Der Öko-Anbauverband Biopark plädiert dafür, ehemals trockengelegte Moore nur so weit anzustauen (etwa 30 Zentimeter unter Flur), dass dort weiterhin eine extensive Wiederkäuerhaltung möglich ist und gleichzeitig der Moorboden erhalten bleibt. "Bei einem Wasserstand von 30 Zentimeter unter Flur ist der Boden noch recht trocken", kommentiert Dr. König. Er empfiehlt die Weidenutzung vor allem für die Übergangszonen zwischen Paludikultur-Flächen und höher gelegenen, weniger nassen Flächen.

Torfmoose anbauen in Niedersachsen

Im Hankhauser Moor testet das Greifswalder Moor Centrum mit dem Torfwerk Moorkultur Ramsloh auf 19 Hektar ehemaligem Grünland den Anbau von Torfmoosen. Diese Sphagnum-Moose lassen sich alle vier Jahre ernten. Mit Mährobotern sogar öfter. "Das junge Torfmoos ist ein idealer Ersatz für Torf im Gartenbau. Wir ernten rund 400 Kubikmeter pro Jahr, bräuchten aber viel mehr", erläutert Gartenbauingenieurin Silke Kumar vom Torfwerk. Erst ab einer Rohstoffmenge von 200.000 Kubikmeter rechne sich der Anbau für die Substrathersteller.

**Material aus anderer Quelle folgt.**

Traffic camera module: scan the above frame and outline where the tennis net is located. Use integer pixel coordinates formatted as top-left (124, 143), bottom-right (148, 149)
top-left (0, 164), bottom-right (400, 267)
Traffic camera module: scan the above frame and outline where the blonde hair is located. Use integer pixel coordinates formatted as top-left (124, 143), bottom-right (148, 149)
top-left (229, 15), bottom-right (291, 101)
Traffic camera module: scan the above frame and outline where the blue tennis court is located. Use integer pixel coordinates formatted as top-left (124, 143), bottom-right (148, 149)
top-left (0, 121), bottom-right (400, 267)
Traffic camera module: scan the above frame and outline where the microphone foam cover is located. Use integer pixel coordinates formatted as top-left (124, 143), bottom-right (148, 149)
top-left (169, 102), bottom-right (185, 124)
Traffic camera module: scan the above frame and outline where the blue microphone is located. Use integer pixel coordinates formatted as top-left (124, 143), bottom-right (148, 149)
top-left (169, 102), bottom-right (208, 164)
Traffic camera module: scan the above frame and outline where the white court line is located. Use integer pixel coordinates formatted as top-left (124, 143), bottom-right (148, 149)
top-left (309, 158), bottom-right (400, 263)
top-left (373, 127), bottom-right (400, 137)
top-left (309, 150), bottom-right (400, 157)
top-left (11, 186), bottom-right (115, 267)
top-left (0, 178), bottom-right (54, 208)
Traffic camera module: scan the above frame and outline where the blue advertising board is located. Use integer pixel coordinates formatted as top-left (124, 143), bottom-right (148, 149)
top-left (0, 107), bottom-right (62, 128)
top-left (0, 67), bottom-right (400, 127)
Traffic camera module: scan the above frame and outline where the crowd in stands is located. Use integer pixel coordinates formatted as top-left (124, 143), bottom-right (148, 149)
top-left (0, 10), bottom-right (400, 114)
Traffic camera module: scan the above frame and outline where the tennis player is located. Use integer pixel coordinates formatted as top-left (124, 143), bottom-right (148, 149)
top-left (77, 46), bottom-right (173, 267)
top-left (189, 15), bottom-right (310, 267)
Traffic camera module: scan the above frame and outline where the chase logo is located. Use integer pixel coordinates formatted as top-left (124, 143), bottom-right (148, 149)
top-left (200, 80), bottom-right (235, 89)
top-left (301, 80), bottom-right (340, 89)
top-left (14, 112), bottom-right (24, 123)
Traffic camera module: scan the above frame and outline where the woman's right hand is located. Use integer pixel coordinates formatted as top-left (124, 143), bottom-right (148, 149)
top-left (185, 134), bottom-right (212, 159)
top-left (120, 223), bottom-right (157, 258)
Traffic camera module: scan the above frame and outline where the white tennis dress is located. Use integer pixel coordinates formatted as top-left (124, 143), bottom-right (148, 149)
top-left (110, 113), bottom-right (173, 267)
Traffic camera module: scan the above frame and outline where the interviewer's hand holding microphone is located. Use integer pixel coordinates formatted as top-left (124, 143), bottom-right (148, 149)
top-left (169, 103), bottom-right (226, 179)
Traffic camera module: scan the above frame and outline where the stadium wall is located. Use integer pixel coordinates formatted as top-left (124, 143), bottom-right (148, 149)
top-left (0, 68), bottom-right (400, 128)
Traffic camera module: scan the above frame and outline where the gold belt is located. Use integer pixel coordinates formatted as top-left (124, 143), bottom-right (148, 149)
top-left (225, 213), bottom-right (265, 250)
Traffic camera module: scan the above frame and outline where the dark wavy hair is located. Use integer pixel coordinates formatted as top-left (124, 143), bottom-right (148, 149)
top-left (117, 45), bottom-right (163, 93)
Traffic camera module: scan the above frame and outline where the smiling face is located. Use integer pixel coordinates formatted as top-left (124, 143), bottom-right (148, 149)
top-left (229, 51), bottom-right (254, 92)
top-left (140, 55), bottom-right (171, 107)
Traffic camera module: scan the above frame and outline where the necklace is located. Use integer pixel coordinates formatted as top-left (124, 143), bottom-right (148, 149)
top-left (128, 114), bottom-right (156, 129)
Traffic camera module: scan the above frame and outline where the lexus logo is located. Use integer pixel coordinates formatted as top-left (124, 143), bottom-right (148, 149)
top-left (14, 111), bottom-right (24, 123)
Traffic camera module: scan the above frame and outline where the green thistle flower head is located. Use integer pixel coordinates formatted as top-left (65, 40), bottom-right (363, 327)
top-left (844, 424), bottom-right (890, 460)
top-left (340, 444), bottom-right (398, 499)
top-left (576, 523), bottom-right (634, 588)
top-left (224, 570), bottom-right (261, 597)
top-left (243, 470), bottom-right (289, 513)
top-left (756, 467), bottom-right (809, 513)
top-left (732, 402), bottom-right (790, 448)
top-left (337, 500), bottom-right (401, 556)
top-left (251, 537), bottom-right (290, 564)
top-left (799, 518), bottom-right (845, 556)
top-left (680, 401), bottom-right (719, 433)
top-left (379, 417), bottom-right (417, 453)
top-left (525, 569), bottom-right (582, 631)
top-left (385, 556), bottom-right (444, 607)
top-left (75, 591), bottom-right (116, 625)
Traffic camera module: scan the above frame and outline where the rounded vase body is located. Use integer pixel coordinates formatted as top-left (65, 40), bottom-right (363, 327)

Obwohl der Rohstoff Torfmoos heiß begehrt und eine ideale Folgenutzung auf abgetorften Hochmooren wäre, gebe es keine Förderung für den Anbau von Torfmoosen: Die EU und Mecklenburg-Vorpommern fördern zwar Paludikulturen in ihren Agrarumwelt- und Klimaprogrammen, nicht aber das hochmoorreiche Niedersachsen. "Für die Landwirtinnen und Landwirte lohnt es sich hier viel mehr, auf ihren Moorflächen PV-Anlagen oder Windräder aufzustellen", bedauert Kumar.

Regionale Lösungen gefragt

Trotz aller Schwierigkeiten hofft Agraringenieur König vom Forschungsring e.V. auf eine vielfältige Nutzung mit regional passenden Konzepten. "Jetzt haben wir die Böden und Landwirtschaft hundert Jahre heruntergewirtschaftet. Jetzt müssen wir sie zehn Jahre hochwirtschaften. Das bedeutet aber ein totales Umdenken, bei Landwirten, Politikern und allen Nutzern der Produkte!"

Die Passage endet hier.